CryptoLocker gang casts tentacles into botnet crime world http://www.networkworld.com/news/2013/112213-cryptolocker-276302.html
Forensics Method Quickly Identifies CryptoLocker Encrypted Files http://threatpost.com/forensics-method-quickly-identifies-cryptolocker-encrypted-files/103049
... Does Symantec have protection in place for Cryptolocker and the other associated malware? Yes. Symantec has the following protection in place for this threat: http://www.symantec.com/connect/blogs/cryptolocker-qa-menace-year
Heard on the news this a.m. (NZ) that Cryptolocker hit 3 times in 2 weeks here. 2 were small businesses. That doesnt seem very many to me. They went on to say most compromised systems overall since Cryptolockers inception were XP OS's then they said it was because people were clicking on attachments in emails. So whats that got to do with what OS youre using. What do you guys think about XP and Cryptolocker?
Not much to think about... A typical comment in the analyses is this: From bleepingcomputer [assuming someone actually opens|runs the attachment]: CryptoLocker Ransomware Information Guide and FAQ http://www.bleepingcomputer.com/virus-removal/cryptolocker-ransomware-information And from Microsoft 12 years ago: Providing a Secure eXPerience http://msdn.microsoft.com/en-us/library/ms974604.aspx October 8, 2001 And so it goes... -rich
CryptoLocker ransomware survives hacktivists' takedown http://www.theregister.co.uk/2013/12/06/cryptolocker_takedown_fizzles/
11 things you can do to protect against ransomware, including Cryptolocker http://www.welivesecurity.com/2013/...ct-against-ransomware-including-cryptolocker/ [h/t] @ ESET's Lysa Myers.
Thanks for the 11 item list! I had already done all of it but it was nice to double check everything.
Don't need 11 things. Just browse with Sandboxie. I actually encountered the little pest earlier in my web browsing. It really tries to lock up the browser. Killed it with the sandboxie icon by closing the browser and letting it delete the sandbox. Nothing encrypted. Then scanned with the Emsisoft Emergency toolkit. System was clean. Pete
Not sure I can help, as I don't know where I picked it up. I just happened to notice it in the taskbar with Firefox suddenly having two pages. Couldn't get rid of it except by kill Firefox with Sandboxie. Pette
I was thinking the same, such as a drive-by download. Maybe a vulnerability on a website was exploited? Interesting because the primary delivery method of Cryptolocker has been via email.

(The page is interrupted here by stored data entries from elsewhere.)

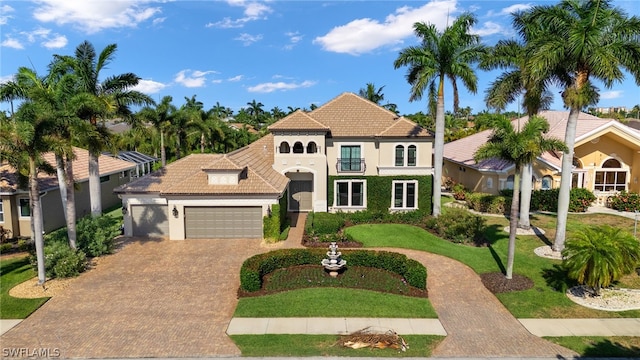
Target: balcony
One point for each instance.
(351, 165)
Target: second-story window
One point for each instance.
(350, 159)
(312, 148)
(284, 147)
(399, 155)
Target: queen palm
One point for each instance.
(588, 40)
(23, 141)
(441, 55)
(520, 147)
(105, 99)
(599, 255)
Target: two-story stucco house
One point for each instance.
(330, 159)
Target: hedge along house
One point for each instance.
(346, 155)
(15, 211)
(606, 159)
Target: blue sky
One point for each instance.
(279, 53)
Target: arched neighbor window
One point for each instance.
(399, 155)
(284, 147)
(612, 177)
(298, 148)
(411, 155)
(546, 183)
(312, 148)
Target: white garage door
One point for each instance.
(150, 220)
(223, 222)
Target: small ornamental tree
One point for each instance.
(598, 256)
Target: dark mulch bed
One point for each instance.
(497, 283)
(355, 277)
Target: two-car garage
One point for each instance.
(200, 222)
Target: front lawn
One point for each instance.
(545, 300)
(14, 271)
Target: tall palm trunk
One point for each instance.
(94, 185)
(67, 196)
(565, 181)
(37, 224)
(513, 224)
(438, 149)
(525, 197)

I agree, but it had all the classic cryptolocker payment stuff. I did a simulation experiment later on. I took a snapshot with AX64, then put two PDF files on my desktop. Then took another AX64 snapshot. Install AxCrypt which encrypts files, test to make sure it was working. Then started explorer in Sandboxie and right clicked the files to encrypt them. The files changed in explorer to the encrypted files, but the ones on the desktop were okay. Deleted the Sandbox and that was it. Then I just encrypted the ones on the desktop. So now without the password they were lost. Restored that 2nd AX64 snapshot and the files were back. Restored the 1st snapshot, and the installation of Axcrypt was gone. So obviously besides SBIE, backup is important. I use AX64 as I can take a snapshot in about a minute, and the restore is also about a minute plus reboot. Appguard is another solution also. Pete
No problem bro – ransom decryption service August 20th, 2013 http://blog.avast.com/2013/08/20/no-problem-bro-ransom-decryption-service
But will it have access to the non mounted ?! I presume it will most likely attack Home partition or something like that ?!

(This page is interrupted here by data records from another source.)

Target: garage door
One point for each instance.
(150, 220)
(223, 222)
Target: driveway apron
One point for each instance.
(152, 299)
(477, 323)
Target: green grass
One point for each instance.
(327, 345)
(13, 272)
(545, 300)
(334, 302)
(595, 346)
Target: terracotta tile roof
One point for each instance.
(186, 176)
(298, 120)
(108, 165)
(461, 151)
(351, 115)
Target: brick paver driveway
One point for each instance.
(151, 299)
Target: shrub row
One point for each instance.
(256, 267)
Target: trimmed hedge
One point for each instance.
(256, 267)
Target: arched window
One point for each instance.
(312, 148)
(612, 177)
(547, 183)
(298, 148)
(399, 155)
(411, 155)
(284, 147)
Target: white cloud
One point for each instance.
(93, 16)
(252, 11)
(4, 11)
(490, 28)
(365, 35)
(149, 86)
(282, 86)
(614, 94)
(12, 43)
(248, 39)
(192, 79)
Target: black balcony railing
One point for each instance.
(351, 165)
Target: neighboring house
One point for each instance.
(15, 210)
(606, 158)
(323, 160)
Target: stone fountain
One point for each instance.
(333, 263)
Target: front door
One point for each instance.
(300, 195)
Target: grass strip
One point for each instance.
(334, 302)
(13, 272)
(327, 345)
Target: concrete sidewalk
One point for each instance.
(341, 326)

I think if you are running a Windows virtual machine infected by Cryptolocker within a linux host environment, then the targeted file types residing on Linux may be encrypted, as long as the vm has file access to them. Otherwise, If like me you run Windows & Linux in a dual-boot setup, I don't believe the targeted file types on the unbooted ext 3/4 Linux partitions could be affected. I'd like to know for sure, though.